A simple conventional elastomeric impression is made of the healing abutment, thus ensuring reproduction of the coded area. The master cast is scanned in a CAD/CAM laboratory where an abutment is designed and milled. A crown can then be made and sent to the dentist for issue.
This system eliminates the need for implant-level impressions and simplifies the restorative technique.
The current aim of implant design is to address situations prone to failure such as cases of low bone quality or of concomitant systemic disease. There are more than 1,300 dental implant types available worldwide, each with differing properties (size, shape, and surface). Emerging developments are based mainly on modification of either chemical or mechanical properties of an implant.
With the expansion of routine implant restoration, from the edentulous arch to the partially edentulous arch and to single-tooth replacement, a broader array of restorative abutments and components have been necessary, compared to implant treatments limited to the edentulous mandible. Accordingly, implant manufacturers have expanded abutment choices substantially.
The practice of implant-level impression taking can be traced directly to the UCLA abutment concept, from which a number of abutment options have evolved.
The trend toward impressing the implant and reproducing it in the laboratory, rather than using a registration of a prefabricated stock abutment on top of the implant, has greatly increased the flexibility of implant prosthodontics and created a new standard for esthetic implant restoration.
- Christensen GJ. Selecting the best abutment for a single implant. J Am Dent Assoc. 2008;139(4):484-487.
- Cavallaro J Jr, Greenstein G. Angled implant abutments: a practical application of available knowledge. J Am Dent Assoc. 2011;142(2):150-158.

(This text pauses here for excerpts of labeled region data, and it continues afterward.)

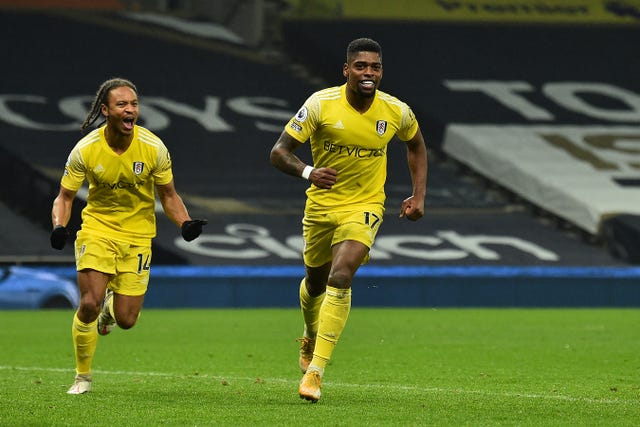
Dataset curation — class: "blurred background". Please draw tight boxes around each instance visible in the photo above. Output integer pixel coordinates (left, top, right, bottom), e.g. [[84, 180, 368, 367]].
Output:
[[0, 0, 640, 305]]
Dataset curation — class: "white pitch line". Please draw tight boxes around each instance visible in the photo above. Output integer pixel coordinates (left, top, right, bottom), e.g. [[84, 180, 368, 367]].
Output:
[[0, 365, 639, 405]]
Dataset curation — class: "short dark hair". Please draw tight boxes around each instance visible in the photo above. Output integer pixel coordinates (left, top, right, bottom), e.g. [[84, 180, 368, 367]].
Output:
[[347, 37, 382, 62]]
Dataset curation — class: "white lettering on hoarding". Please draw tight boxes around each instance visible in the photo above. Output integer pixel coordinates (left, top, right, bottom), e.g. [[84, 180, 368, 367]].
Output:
[[175, 224, 560, 262]]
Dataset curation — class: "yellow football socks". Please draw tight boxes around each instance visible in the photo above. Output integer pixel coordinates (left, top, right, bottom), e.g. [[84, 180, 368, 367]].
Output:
[[71, 312, 98, 375], [309, 286, 351, 374], [300, 279, 325, 339]]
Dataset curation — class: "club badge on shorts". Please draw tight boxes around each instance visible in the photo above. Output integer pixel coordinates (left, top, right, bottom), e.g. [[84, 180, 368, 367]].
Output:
[[133, 162, 144, 175]]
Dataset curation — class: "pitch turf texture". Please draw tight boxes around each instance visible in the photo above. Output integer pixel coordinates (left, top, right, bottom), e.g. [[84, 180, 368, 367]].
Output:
[[0, 308, 640, 426]]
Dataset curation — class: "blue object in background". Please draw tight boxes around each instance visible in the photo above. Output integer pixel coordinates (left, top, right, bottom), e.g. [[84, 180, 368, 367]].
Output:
[[0, 266, 80, 309]]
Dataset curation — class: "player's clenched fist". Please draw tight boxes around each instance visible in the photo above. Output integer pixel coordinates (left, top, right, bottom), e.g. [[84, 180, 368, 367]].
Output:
[[51, 225, 69, 250], [180, 219, 209, 242]]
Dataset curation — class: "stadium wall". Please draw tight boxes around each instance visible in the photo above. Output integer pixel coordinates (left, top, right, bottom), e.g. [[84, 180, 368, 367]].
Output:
[[41, 266, 640, 308]]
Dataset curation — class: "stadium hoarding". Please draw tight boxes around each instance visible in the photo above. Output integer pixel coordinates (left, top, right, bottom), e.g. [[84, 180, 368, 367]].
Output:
[[0, 13, 632, 265], [282, 0, 640, 25]]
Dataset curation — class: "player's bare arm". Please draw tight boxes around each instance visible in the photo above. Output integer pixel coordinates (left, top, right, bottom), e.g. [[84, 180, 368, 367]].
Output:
[[156, 180, 209, 242], [400, 129, 427, 221], [51, 186, 76, 228], [156, 180, 191, 227], [269, 131, 338, 190]]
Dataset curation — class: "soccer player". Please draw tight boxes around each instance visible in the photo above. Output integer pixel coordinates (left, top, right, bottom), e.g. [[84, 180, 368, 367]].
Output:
[[270, 38, 427, 402], [50, 78, 207, 394]]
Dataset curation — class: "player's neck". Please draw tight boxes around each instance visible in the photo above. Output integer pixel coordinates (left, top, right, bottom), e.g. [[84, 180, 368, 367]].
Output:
[[104, 126, 133, 154]]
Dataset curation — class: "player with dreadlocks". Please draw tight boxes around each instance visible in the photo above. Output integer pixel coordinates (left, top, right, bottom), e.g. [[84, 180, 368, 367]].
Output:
[[51, 78, 207, 394]]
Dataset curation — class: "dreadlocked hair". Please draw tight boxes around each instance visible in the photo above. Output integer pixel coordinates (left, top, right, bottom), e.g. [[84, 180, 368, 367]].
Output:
[[81, 77, 138, 130]]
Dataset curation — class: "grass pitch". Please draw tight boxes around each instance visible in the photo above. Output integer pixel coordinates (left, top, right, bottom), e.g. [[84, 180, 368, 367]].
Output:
[[0, 307, 640, 426]]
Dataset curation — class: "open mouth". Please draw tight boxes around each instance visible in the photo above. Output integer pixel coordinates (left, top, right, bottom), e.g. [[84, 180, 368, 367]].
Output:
[[122, 117, 135, 130], [360, 80, 376, 89]]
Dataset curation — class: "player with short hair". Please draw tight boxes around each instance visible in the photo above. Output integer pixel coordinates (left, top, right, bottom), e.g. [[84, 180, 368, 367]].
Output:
[[270, 38, 427, 402], [51, 78, 207, 394]]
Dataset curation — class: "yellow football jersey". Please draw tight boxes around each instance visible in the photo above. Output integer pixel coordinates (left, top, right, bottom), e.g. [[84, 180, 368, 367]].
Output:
[[285, 84, 418, 212], [61, 126, 173, 245]]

- Drago C. Implant Restorations: A Step-By-Step Guide. 2nd ed. London: Wiley-Blackwell; 2007.
- Jacobs SH, O’Connell BC. Dental Implant Restoration: Principles and Procedures. Berlin: Quintessence; 2011.
- Lesmes D, Laster Z. Innovations in dental implant design for current therapy. Dent Clin North Am. 2011;55(4):649-661.

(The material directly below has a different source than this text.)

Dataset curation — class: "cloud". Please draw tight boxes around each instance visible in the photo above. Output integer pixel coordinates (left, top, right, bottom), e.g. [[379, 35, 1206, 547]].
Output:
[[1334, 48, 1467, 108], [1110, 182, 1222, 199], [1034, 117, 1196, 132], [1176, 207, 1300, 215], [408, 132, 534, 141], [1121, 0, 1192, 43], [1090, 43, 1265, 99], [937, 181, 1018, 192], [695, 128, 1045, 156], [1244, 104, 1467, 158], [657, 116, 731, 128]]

- Lewis SG, Llamas D, Avera S. The UCLA abutment: a four-year review. J Prosthet Dent. 1992;67(4):509-515.
- Martin WC, Woody RD, Miller BH, Miller AW. Implant abutment screw rotations and preloads for four different screw materials and surfaces. J Prosthet Dent. 2001;86(1):24-32.
- Sadeq A, Cai Z, Woody RD, Miller AW. Effects of interfacial variables on ceramic adherence to cast and machined commercially pure titanium. J Prosthet Dent. 2003;90(1):10-17.